Wednesday, December 21, 2011

Bullion CFDs and Forex CFDs: The Connection

If you are an Australian and in any way connected with the financial markets you cannot afford to ignore gold. And if you are a forex trader, bullion CFDs provide you an excellent hedging opportunity.
Australia is one of the biggest producers and exporters of gold and its financial markets are greatly affected by the price of gold. For many years now, the currency pair AUD/USD has been moving in tandem with the price of gold, which is also the underlying reference asset for bullion (gold) CFDs.
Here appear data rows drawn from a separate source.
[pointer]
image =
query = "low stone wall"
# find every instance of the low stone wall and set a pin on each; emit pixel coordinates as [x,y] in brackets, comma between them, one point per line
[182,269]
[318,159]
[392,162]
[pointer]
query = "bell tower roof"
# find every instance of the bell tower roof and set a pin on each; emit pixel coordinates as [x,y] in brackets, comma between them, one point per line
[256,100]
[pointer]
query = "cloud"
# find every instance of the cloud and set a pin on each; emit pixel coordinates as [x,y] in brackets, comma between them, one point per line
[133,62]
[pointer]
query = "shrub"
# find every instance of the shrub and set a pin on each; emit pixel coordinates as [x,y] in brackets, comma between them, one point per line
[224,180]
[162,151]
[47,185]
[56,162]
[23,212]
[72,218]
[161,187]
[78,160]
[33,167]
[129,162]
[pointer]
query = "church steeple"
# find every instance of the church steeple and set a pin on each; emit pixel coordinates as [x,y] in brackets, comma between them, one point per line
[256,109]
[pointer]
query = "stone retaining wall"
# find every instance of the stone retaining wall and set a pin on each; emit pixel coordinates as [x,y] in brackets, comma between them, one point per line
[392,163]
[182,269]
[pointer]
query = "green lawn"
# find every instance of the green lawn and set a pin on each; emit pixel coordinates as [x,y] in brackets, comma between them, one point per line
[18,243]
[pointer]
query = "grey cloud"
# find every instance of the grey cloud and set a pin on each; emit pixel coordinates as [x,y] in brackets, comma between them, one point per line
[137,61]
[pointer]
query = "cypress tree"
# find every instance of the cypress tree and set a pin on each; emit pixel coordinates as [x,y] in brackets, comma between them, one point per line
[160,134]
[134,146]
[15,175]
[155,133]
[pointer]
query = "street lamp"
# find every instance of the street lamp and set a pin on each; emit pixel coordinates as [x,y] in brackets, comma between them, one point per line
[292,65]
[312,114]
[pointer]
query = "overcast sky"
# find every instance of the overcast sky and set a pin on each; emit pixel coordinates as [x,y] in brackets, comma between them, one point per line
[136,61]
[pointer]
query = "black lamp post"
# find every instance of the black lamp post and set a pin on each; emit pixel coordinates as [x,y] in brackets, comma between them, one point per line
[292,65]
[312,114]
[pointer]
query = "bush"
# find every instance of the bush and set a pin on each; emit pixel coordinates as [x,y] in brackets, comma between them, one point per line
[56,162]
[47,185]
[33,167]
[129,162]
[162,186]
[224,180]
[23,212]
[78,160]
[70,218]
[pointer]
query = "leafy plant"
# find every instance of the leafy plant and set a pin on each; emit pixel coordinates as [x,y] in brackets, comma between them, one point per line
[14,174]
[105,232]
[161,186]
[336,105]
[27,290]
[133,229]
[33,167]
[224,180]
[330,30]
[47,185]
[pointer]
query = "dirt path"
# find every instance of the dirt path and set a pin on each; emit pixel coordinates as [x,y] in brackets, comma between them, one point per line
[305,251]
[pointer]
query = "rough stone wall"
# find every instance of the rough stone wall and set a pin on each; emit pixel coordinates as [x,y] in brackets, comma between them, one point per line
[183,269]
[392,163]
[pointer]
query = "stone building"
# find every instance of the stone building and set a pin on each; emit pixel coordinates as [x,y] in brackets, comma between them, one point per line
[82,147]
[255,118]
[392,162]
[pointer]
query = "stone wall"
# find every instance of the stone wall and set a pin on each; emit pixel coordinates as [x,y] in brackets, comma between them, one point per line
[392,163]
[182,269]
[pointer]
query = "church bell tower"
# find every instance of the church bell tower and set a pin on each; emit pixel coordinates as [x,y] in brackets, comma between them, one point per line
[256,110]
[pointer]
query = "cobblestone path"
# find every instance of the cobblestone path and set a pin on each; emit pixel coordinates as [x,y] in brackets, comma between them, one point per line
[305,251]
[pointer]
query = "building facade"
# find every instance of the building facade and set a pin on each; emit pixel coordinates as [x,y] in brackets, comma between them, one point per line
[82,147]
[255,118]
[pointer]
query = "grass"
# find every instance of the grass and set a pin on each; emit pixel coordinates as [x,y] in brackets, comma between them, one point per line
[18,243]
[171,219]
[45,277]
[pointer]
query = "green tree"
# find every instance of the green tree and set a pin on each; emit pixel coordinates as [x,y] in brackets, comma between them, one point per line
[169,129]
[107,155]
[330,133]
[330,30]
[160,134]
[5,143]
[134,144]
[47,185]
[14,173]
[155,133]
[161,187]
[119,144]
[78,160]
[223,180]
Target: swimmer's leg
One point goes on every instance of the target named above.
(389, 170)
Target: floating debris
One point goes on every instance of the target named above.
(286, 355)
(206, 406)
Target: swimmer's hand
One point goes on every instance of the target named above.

CFDs refer to contract for difference that allows investors to take advantage of fluctuations in price without actually owning an asset. As such, when you create positions in bullion CFDs, you do not actually own physical gold or silver but only the right to make a profit or loss when the price gold or silver moves favourably. As an investor you must know certain basic aspects that relate to the positions you take in bullion CFDs.
Gold and silver bullion CFDs have a strong connection with Forex CFDs because the trading position you take reflects your view on the price of the metal in relation to currency value. While most CFDs are related to the underlying reference instrument or asset, gold CFD mean that you are taking a view on the price of gold as well as the currency it deals against. If you create a long position in gold you are expecting the price of gold to go up. It automatically means that you are short on the US dollar. Similarly, short positions in gold CFDs mean that you are going long on USD.